As the pictures attest, it is beautiful here. We are at Phi Phi Natural Resort (a few levels fancier than I would normally pick, but several grades lower than what my parents or Sue would choose: a compromise), on a long beach dotted with other resorts and their accompanying restaurants, with a few shops (hard to spot them) and an entire small Thai gypsy village squeezed in between.

When the tide is low, the water is only a foot or two deep for many hundreds of yards out.

When the tide is low, the water is only a foot or two deep for many hundreds of yards out.

The getting here turned out to be a wee bit rough, because of the choppy waves. The morning we left Phuket it had really been overcast – and the two-hour boat ride to Ko Phi Phi made many faces turn green, including mine. Thankfully Christian slept through the greater part of that trip, because it was hard going when he was awake. The ferry (Andaman Wave Runners) was more of a large speed boat and could handle the waves – but geez, my stomach’s coming up just thinking about how I was looking out the window to control my nausea and how I would see the ocean one minute and nothing but the sky the next. Change of subject:

Long tail boat ride from ferry to truck. Were glad.

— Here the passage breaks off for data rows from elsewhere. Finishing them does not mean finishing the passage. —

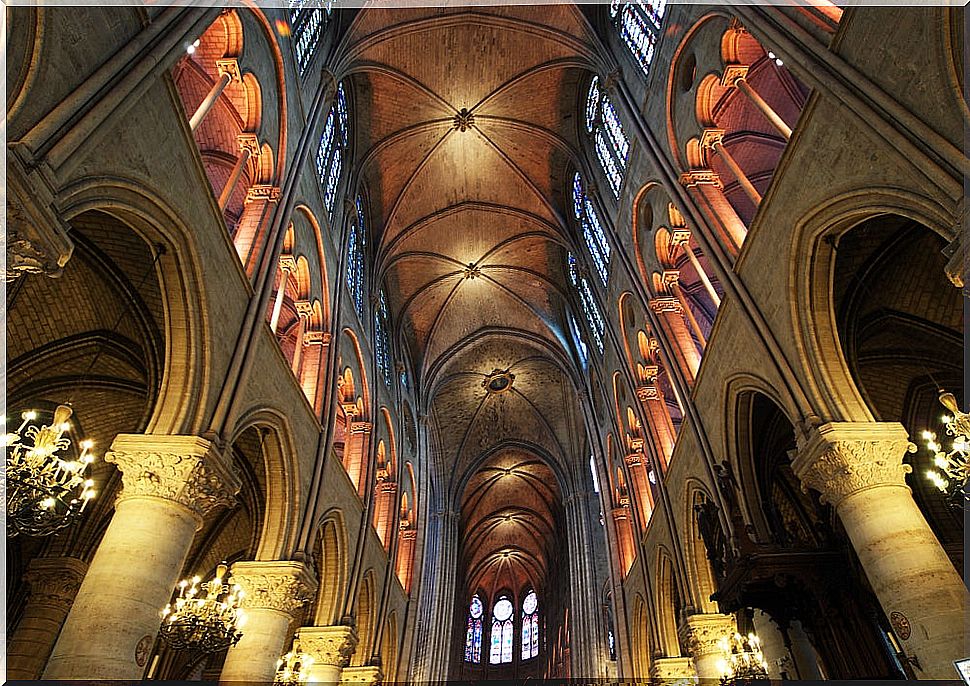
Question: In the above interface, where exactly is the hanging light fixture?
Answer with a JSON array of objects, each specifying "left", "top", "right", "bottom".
[
  {"left": 273, "top": 637, "right": 313, "bottom": 686},
  {"left": 159, "top": 563, "right": 245, "bottom": 653},
  {"left": 3, "top": 405, "right": 95, "bottom": 538},
  {"left": 719, "top": 632, "right": 768, "bottom": 686},
  {"left": 923, "top": 391, "right": 970, "bottom": 507}
]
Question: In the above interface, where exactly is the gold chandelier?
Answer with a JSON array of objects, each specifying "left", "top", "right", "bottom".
[
  {"left": 159, "top": 563, "right": 245, "bottom": 653},
  {"left": 718, "top": 632, "right": 768, "bottom": 686},
  {"left": 3, "top": 405, "right": 95, "bottom": 538},
  {"left": 923, "top": 391, "right": 970, "bottom": 506},
  {"left": 273, "top": 638, "right": 313, "bottom": 686}
]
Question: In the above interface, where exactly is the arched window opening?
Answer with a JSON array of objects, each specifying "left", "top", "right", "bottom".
[
  {"left": 568, "top": 253, "right": 606, "bottom": 354},
  {"left": 465, "top": 593, "right": 484, "bottom": 665},
  {"left": 290, "top": 0, "right": 332, "bottom": 76},
  {"left": 316, "top": 83, "right": 350, "bottom": 221},
  {"left": 488, "top": 595, "right": 515, "bottom": 665},
  {"left": 522, "top": 591, "right": 539, "bottom": 660},
  {"left": 610, "top": 0, "right": 667, "bottom": 76},
  {"left": 586, "top": 76, "right": 630, "bottom": 199},
  {"left": 573, "top": 172, "right": 612, "bottom": 286},
  {"left": 347, "top": 195, "right": 367, "bottom": 321},
  {"left": 374, "top": 291, "right": 391, "bottom": 388}
]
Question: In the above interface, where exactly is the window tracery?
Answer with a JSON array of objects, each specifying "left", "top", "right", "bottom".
[
  {"left": 465, "top": 593, "right": 484, "bottom": 664},
  {"left": 610, "top": 0, "right": 667, "bottom": 76},
  {"left": 289, "top": 0, "right": 332, "bottom": 76},
  {"left": 488, "top": 595, "right": 515, "bottom": 665},
  {"left": 586, "top": 76, "right": 630, "bottom": 198},
  {"left": 522, "top": 591, "right": 539, "bottom": 660}
]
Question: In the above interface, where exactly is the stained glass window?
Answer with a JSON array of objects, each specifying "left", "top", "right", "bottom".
[
  {"left": 568, "top": 253, "right": 606, "bottom": 354},
  {"left": 347, "top": 195, "right": 367, "bottom": 321},
  {"left": 488, "top": 595, "right": 515, "bottom": 665},
  {"left": 316, "top": 84, "right": 350, "bottom": 221},
  {"left": 374, "top": 291, "right": 391, "bottom": 388},
  {"left": 610, "top": 0, "right": 667, "bottom": 76},
  {"left": 289, "top": 0, "right": 331, "bottom": 76},
  {"left": 573, "top": 172, "right": 612, "bottom": 286},
  {"left": 586, "top": 76, "right": 630, "bottom": 198},
  {"left": 465, "top": 593, "right": 484, "bottom": 664},
  {"left": 522, "top": 591, "right": 539, "bottom": 660}
]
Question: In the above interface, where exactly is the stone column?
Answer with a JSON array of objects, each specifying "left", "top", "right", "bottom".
[
  {"left": 650, "top": 657, "right": 697, "bottom": 686},
  {"left": 44, "top": 434, "right": 240, "bottom": 680},
  {"left": 686, "top": 614, "right": 736, "bottom": 684},
  {"left": 297, "top": 626, "right": 357, "bottom": 684},
  {"left": 189, "top": 59, "right": 242, "bottom": 131},
  {"left": 219, "top": 562, "right": 317, "bottom": 684},
  {"left": 792, "top": 422, "right": 967, "bottom": 679},
  {"left": 7, "top": 557, "right": 88, "bottom": 681}
]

Long tail boat ride from ferry to truck. We're glad.

By the time the islands came into sight, the sun was out and the waves were calm; almost as if they were magically wrapped under a spell of good weather. We were the third and last stop on the ferry route, at the uppermost northern end of the island. There is no dock as such there, so we had to hop on a longtail boat. From experience I figured we’d have to jump in the water the last bit when the water got too shallow, but too our surprise, a heavily “lifted” truck backed up through the water all the way to the long tail – and then drove all us guest up onto the dry sand. It sounds like an inelegant way to arrive, but we were greeted with cool washcloths to wipe the sweat from our brows and glasses of sweet iced orange juice to sooth our throats.

Phi Phi Natural Resort

Phi Phi Natural Resort

Our family bungalow has two air-conditioned rooms separated by a spacious foyer and large tiled bathroom which opens up to the back patio and beach.

Our family bungalow has two air-conditioned rooms separated by a spacious foyer and large tiled bathroom which opens up to the back patio and beach.

Our accommodations are splendid. Sue, Joss and Noi naa are in a bungalow and my mom, dad, Songbae, Christian and I are in a two-room family bungalow across the way. We are beachfront, so first thing when Christian and I wake up, we can hang on the beach for a minute or two before even brushing our teeth. Crabs whish across the beach with dizzying speed, and the hermit crabs lumber along, and we can hear the myahan birds crying. Christian likes to pick through the coral that has washed up on shore and get a good piece in each fist before he starts a good tromp along the shore.

The view from our swimming pool which is the same as from our room.

The view from our swimming pool which is the same as from our room.